If a coaches knowledge of smart progression and long-term development was what separated out promising athletes peaked in their early years and who had a long successful career, then we could see it in the coaches records. Yet, some of the same coaches who we laud for masterfully progressing an athlete have a pile of highly touted athletes who reached their peak during their early years. Did the coach only apply his Long-Term Development Plan to only a select few athletes?
Reality is much more difficult than the narratives that give us comfort that this incredibly complex process of human development is controllable. Ambiguity, not certainty is the name of the game with humans.
Hindsight deceives us. It makes it Feel like we knew all along. After all, how could we not have seen Usain Bolt rising to the level he did? But what about Walter Dix, Xavier Carter, Trentavis Friday, Jeff Demps, or whoever else over the last decade or two has been branded–and paid as if– they were going to be the next “Bolt.”
At the time, we all felt so sure of that pick! Look beyond running to the NFL, MLB, or NBA draft, and even with the intrusion of “Moneyball” type picks, the sports world is littered with wrong calls on potential.

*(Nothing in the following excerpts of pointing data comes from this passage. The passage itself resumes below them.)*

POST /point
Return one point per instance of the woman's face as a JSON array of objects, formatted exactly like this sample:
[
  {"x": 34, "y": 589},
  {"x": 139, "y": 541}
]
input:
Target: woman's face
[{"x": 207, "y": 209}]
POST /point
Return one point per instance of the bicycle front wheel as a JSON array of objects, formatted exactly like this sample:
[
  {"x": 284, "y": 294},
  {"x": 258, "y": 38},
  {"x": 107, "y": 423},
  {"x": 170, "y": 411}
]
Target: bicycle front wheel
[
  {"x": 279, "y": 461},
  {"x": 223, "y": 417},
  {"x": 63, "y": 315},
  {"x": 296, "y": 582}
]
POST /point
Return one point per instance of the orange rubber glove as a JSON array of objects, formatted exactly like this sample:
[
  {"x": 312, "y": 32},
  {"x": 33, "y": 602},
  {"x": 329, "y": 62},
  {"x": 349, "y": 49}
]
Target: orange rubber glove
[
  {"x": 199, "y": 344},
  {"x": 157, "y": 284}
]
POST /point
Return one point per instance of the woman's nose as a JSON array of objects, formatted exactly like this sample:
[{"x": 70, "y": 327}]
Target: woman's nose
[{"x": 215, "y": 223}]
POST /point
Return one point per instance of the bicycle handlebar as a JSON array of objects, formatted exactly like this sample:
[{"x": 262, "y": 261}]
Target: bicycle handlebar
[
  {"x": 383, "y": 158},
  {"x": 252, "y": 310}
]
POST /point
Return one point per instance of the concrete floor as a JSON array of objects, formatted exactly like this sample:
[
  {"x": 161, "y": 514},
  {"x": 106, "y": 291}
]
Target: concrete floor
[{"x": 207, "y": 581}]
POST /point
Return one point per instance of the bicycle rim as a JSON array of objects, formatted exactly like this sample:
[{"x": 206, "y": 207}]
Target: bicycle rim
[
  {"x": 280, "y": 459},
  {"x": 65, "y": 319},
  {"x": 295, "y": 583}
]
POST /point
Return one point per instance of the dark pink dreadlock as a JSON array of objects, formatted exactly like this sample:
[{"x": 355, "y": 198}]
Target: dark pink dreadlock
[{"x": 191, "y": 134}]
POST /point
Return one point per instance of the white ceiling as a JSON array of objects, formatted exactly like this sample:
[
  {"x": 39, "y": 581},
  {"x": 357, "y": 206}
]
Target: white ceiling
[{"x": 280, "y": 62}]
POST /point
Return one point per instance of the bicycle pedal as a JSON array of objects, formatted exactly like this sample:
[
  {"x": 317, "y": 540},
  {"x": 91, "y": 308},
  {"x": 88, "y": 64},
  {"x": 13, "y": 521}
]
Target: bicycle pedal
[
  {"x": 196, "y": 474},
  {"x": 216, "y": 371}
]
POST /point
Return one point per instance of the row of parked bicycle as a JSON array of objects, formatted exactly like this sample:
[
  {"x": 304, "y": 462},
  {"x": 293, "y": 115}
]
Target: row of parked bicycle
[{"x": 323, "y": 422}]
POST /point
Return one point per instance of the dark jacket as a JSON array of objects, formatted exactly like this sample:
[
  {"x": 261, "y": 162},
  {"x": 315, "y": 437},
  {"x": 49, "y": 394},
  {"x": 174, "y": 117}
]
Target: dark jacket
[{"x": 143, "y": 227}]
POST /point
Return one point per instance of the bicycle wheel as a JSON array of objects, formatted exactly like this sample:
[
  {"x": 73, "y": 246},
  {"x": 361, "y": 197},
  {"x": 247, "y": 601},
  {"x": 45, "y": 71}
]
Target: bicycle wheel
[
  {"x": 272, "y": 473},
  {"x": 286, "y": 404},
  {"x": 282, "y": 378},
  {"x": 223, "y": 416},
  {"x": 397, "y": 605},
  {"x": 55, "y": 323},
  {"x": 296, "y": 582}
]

This doesn’t mean we should give up on predicting potential. It’s necessary to make decisions, but it does mean that we should recognize the complexity of performance.
As administrators, statistical models should guide, not dictate decisions. It’s frustrating to see support decisions made not based on what the athlete is currently doing, but based on where they fit on a statistical model. Are they in the so-called developmental model? If they are an outlier, god help him. The model becomes the dictator, without understanding the nuance of performance.
As a coach, I think we should be even more cautious. I think progression is a misunderstood concept. We tend to put people in boxes based on what they have run. You are a 2:00 runner or you are a 2:05 runner, and as coaches and athletes we start to believe these boxes we dictate. I think this is the beginning of the end of progression. Once you put yourself in a box or are assigned one, it limits the vision of improvement. You just simply don’t know who is going to be your next Maggie Vessey, who had a best of 2:02.01 at the age of 26, and went on to run 1:57.8 the very next year.
I’m not arguing for giving up on performance prediction, but instead for some caution. Don’t let it become the driving force. It should be part of the puzzle, not the entire one.